Despite this uptake, many firms are still working out how to integrate AI responsibly, says Professor Marek Kowalkiewicz, chair in digital economy at QUT Business School.

“We’re still in this world where generative AI is seen as a magical tool that’s applied to everything and anything that professional services firms do,” he says. As he points out, some of the use cases are “perfectly valid”. But he adds that the Deloitte incident and others like it reveal critical gaps in capability and human oversight.

“AI fluency is unevenly distributed within organisations,” he says. “There are pockets of expertise where people know what is best practice and how to work with those systems. And then there is what I would call sloppiness.”

Clients are increasingly aware of this variation, and many are wary of unverified AI-generated content making its way into final deliverables. As a result, disclosure is shifting from a “nice to have” to a routine expectation.

“You might also give clients an option of saying, ‘Please do not use any generative AI for this.’”

Professor Marek Kowalkiewicz, QUT Business School

Kowalkiewicz notes that disclosure should not function as a way to shift liability onto the technology itself, but instead reinforce that responsibility for the final work remains with the firm.
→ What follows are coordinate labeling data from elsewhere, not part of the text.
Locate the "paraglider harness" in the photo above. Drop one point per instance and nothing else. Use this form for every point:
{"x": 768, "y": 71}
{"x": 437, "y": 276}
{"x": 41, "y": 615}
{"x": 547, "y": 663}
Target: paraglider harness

Designing effective disclosure statements

An official disclosure statement gives firms a structured way to demonstrate that AI has been used responsibly and within established parameters.

At a minimum, says Kowalkiewicz, a disclosure should explain why AI was used, what tools were involved, and where in the process they contributed. 

This does not need to be overly technical. A clear description – for example, “AI was used to summarise transcripts and generate initial theme groupings” – is often enough.

“It should also recognise that there are some potential challenges with the use of generative AI in the workflow, and [state] what you have done to address them,” he says.

“You might also give clients an option of saying, ‘Please do not use any generative AI for this.’ This might impact the pricing of the offering, but I’m already seeing [companies] give clients the chance to opt out.”

Internal communication is equally important, he adds. If employees are unclear about which systems are approved or what data can be used with them, they might turn to unapproved tools or personal devices, creating security and quality risks. 

A clear set of guidelines on permissions, boundaries, and expected review steps will help ensure consistency and alignment with the firm’s disclosure statement.

Applying the ‘Pareto Flip’ to AI use

To minimise risk and strengthen the quality of AI-assisted work, Kowalkiewicz recommends applying the “Pareto Flip” – a practical shift in how time is distributed across a task.

Traditionally, professionals have spent roughly 80% of their time creating content and 20% checking it, he explains. Since the arrival of generative AI, many teams have cut down on creation time, but spend the same amount of time reviewing.

The Pareto Flip proposes maintaining the same time and effort investment, but moving towards 20% creation and 80% curation, recognising that AI speeds up drafting but demands far more time in review.

Curation is far more than proofreading and fact-checking, says Kowalkiewicz. It involves working with AI tools to refine the output by challenging assumptions, uncovering alternative perspectives, testing whether arguments are well supported, and identifying any gaps or contradictions.

“If we spend that time, we actually get to engage with the content much more and have a sparring partner in the form of generative AI,” he says.

“We might end up spending the same amount of time, so there’s seemingly no efficiency gain, but what we get out is much higher quality.”

The approach also encourages teams to bring human judgement to the forefront and to treat AI as a supporting tool rather than a shortcut to a finished deliverable, he says.

This rebalanced approach also reflects a broader shift in how clients perceive value.

“In a world where AI creation is cheap or even free, it’s human curation that becomes priceless,” says Kowalkiewicz.